Last Updated on March 16, 2023
Firms in the US defense industrial base (DIB) have seen their share of “regulatory fluctuations” in the past 18 months. The magnitude and pace of change—never mind the growing list of unknowns—have led to some general confusion about what “CMMC 2.0 compliance” means for US Department of Defense (DoD) suppliers at this point.
Where should DIB orgs be aiming their cybersecurity programs right now? And how might the situation evolve over the next 6 to 12 months?
To help SMBs in the DIB achieve and maintain CMMC 2.0 compliance, a recent episode of The Virtual CISO Podcast features Andrea Willis, Senior Product Manager at Exostar and an expert in continuous compliance. Hosting the show is Pivot Point Security CISO and Managing Partner, John Verry.
Everywhere you turn, it’s NIST 800-171
“I think there’s a lot of confusion, and some of that will remain until the rulemaking for CMMC 2.0 happens,” says Andrea. “But what I tell people when they ask about compliance is, ‘Well, today the compliance target is the DFARS 7012 clause [in your contract], which has always been about conforming to NIST 800-171.’ So, this is where I direct people.”
At the moment, attestation to your level of NIST 800-171 compliance only requires you to self-report a compliance score in the DoD’s SPRS database. But what will CMMC 2.0 compliance look like when rulemaking is finalized?
“At least in terms of what they’ve announced, the CMMC 2.0 compliance requirement coming up is also NIST 800-171,” Andrea observes. “So, if you align with NIST 800-171 you’re going to be in a good spot to move forward even though there is still a bunch of uncertainty because we still have the rulemaking process.”
Back to the future
“The good news for all of us is the DoD’s assessment [of CMMC 1.0] was sort of ‘back to the future’,” John reframes. “We’d been at NIST 800-171, and then the CMMC-AB moved us forward a little bit and changed what we were going to do. And then the DoD came back and said, ‘No, let’s just stick with what we have.

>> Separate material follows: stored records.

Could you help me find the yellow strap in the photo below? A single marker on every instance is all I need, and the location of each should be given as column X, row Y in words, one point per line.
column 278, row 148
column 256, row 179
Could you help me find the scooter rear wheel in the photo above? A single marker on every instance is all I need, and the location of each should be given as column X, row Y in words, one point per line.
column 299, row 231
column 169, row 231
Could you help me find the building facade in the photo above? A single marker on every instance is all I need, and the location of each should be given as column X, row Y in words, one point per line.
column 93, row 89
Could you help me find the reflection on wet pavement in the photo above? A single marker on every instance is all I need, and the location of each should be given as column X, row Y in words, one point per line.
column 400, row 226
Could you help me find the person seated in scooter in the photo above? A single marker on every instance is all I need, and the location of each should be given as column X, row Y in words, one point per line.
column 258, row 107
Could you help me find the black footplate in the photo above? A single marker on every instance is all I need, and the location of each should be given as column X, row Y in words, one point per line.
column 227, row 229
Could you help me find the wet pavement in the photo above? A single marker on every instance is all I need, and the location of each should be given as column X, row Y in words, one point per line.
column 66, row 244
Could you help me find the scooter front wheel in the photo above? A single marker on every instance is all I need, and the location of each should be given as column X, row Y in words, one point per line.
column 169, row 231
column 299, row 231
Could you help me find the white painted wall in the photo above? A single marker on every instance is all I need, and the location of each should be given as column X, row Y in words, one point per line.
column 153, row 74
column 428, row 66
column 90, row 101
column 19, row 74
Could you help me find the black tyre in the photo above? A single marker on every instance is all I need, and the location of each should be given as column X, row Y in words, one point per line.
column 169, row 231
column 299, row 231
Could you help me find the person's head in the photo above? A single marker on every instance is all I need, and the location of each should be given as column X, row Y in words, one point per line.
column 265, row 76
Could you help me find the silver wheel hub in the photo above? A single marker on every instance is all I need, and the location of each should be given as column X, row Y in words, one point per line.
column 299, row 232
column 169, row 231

Let’s just certify that or have senior officials sign off on it.’ At the net, that’s what really happened, right?”
In short, it’s likely that the attestation approach will change for many DIB orgs with CMMC 2.0. But the compliance target has not changed. Therefore, keep aiming for NIST 800-171 if you’re not all the way there. And if you think you are now NIST 800-171compliant, consider working on building compliance evidence to back that self-assessment up.
Andrea notes that a lack of trust in self-attested compliance scoring is already of concern to DoD contract managers.
“I had an interesting conversation with a government employee who wanted to verify SPRS scores for subprimes for the contract he was managing,” shares Andrea. “They’re very cognizant of the fact that, because it’s all self-attestation and all that’s put in the system is the score, how do they verify?”
“So, they’re looking forward to more of the CMMC 2.0 [program], where for those organizations that go through an audit there actually is going to be documentation stored in the government system so they can verify that if an organization says their score is 110, they really are a 110,” Andrea adds.
“That third-party attestation component provides a much higher degree of assurance,” John replies.
To listen to the full podcast episode with continuous compliance expert Andrea Willis, click here.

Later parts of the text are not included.